June Mountain ski area is a winter resort in the eastern Sierra Nevada of California, located near June Lake, southeast of Yosemite National Park.

June Mountain, like its neighbor and current owner, Mammoth Mountain Ski Area, has traditionally been popular with skiers from Southern California, in part because of its relative ease of automobile access in winter compared to the Lake Tahoe resorts, which are traditionally more accessible to Northern California residents. It is also popular with locals, elementary and high school ski programs, and race teams in the surrounding small towns of Mono County, many of whom depend on the resort for a substantial portion of their winter tourism base.

June Mountain hosted the 2006 Ski Mountaineering Race Series and the ski and snowboard portions of the 2006 California Winter Games in March 2006.

June Mountain also offers chair lift rides to the chalet throughout the summer and contains hiking trails and other scenic features that are accessible throughout the summer months.

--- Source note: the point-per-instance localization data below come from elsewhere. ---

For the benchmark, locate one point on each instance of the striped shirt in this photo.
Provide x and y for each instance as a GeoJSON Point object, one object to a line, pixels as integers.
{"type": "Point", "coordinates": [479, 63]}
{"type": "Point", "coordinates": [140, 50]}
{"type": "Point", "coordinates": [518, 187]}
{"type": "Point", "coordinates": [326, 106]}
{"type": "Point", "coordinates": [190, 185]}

On June 21, 2012, Mammoth Mountain and the Starwood Capital Group announced that they would close June Mountain for the summer and winter 2012–2013 season, after 50 years of continuous operation.  An active citizen movement arose in response, raising concerns about the prospects for sustaining the local community if the mountain closed. With a new strategy to finally invest in snowmaking, a chairlift, and marketing, June Mountain re-opened for the 2013–2014 season.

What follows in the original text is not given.